Bags packed, car arrives at 18:30, so cold I don't even feel like swimming, just hanging out with my mom, sewing my beloved old white Brooks Brothers shirt that my husband discarded before he was my husband.
A little soundtrack to play along with this post:
Top shot is my cousin Adam and his wife Ann's daughter, Aili, who is five. I met her for the first time this summer - the last time we saw them, in London, Aili and Oliver weren't yet born - and now that they're back home on the West Coast, I miss them so much.
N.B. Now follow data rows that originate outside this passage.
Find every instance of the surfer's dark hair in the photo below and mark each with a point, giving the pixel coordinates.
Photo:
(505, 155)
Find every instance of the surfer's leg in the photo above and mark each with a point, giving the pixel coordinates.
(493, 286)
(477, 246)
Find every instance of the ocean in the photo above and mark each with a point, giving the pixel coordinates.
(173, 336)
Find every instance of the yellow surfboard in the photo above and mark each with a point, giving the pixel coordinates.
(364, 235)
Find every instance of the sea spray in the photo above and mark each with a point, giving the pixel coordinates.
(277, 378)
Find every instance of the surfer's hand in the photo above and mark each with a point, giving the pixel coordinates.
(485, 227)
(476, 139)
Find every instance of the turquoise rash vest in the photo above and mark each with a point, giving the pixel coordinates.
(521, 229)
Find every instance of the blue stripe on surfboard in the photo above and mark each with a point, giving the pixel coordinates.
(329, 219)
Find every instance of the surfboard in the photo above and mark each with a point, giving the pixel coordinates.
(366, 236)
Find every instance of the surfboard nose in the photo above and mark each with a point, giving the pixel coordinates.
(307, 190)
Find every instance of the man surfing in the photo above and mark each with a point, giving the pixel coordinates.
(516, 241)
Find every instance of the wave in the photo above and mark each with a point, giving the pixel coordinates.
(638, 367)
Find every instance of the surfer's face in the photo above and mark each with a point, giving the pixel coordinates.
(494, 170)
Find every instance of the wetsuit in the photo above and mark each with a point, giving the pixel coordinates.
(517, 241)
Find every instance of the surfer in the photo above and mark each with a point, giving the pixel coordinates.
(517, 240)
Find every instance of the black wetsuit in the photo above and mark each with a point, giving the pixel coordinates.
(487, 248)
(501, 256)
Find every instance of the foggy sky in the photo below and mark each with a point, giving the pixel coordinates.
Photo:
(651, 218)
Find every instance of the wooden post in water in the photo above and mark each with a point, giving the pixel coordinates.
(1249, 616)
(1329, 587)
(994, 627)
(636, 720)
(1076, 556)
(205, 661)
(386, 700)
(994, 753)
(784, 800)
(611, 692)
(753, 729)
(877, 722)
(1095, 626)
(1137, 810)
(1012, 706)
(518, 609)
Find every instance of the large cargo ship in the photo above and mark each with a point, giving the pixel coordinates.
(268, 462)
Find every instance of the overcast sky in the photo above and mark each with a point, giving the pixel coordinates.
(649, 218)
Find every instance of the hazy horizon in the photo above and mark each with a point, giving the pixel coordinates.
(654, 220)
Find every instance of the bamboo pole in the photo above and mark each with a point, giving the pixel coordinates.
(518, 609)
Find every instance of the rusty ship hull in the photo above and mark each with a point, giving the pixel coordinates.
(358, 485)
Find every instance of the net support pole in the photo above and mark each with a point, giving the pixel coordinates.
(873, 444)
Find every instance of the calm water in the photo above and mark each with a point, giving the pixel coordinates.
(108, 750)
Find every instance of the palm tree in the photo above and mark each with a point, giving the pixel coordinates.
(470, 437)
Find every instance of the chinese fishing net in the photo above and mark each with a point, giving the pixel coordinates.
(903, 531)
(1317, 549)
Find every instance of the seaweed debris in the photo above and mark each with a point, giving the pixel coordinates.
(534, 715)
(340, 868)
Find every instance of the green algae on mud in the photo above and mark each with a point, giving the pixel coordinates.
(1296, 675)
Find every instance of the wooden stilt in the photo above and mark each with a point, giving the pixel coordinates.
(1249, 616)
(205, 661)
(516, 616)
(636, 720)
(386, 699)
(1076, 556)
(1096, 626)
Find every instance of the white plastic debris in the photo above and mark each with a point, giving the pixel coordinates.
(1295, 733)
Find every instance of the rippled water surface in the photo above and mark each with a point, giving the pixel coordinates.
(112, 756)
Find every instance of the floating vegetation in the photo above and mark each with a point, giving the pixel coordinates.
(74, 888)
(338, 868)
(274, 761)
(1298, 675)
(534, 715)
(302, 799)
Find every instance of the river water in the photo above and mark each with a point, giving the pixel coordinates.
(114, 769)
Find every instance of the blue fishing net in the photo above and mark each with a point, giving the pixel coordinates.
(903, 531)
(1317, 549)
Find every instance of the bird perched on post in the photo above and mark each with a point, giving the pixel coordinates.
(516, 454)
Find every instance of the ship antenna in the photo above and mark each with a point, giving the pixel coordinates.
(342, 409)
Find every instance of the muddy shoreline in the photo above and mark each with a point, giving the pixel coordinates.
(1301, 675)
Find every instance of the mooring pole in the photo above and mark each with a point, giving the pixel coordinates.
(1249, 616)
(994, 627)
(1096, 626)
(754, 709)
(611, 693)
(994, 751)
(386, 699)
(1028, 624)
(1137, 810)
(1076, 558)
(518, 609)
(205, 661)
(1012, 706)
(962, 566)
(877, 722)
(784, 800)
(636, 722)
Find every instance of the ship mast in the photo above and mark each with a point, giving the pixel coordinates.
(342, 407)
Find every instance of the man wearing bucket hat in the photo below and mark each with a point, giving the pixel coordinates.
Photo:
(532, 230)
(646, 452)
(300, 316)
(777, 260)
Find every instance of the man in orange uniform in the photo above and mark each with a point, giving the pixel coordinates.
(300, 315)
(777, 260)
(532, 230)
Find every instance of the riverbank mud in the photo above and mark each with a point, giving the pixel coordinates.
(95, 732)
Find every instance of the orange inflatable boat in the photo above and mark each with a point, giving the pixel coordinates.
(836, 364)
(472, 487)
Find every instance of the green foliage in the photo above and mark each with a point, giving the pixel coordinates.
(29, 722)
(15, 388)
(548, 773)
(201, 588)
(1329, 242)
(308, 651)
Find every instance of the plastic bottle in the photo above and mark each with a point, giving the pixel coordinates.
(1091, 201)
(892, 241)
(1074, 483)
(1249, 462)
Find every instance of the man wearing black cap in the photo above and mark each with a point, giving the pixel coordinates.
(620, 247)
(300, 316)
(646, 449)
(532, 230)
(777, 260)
Family: it really matters. Meeting these charming, well behaved children - our cousins, our family - seeing myself, my mom, my uncle, (who died suddenly and tragically, years ago, shown above with my mom) in their eyes.. they make me wish we had children.

There was a moment, during my mom's birthday weekend, when she was telling the children - cousins who had met and bonded within minutes - about their great grandmother, her mom, who died two weeks after I was born. Then she told them about my Grandpa - their great grandfather. They were SPELLBOUND. (These are my parents, above, shortly after they were married. It is the only time I saw photos of my dad with a roll on his waist: he was always so fit, swam and played tennis and ran, but he said when they first got married, he was so blissed out he got 'fat').

A few days later, I was walking back from the pool on a glorious sunshiney day - you know the kind, when it feels like summer will last forever - and I had this sudden thought: one day, I won't be here. I wonder if one of them will tell some as yet unborn child about me. I hope so. I hope they will remember me, as I remember my family in my heart. I wish my father, and my grandparents, were there to celebrate with us, but they were. They so were.
I really hate to leave - one of my homes away from home - and as I do, I make my wish that I will come back. This was the most perfect holiday, ever. And oh, by the way, this is me.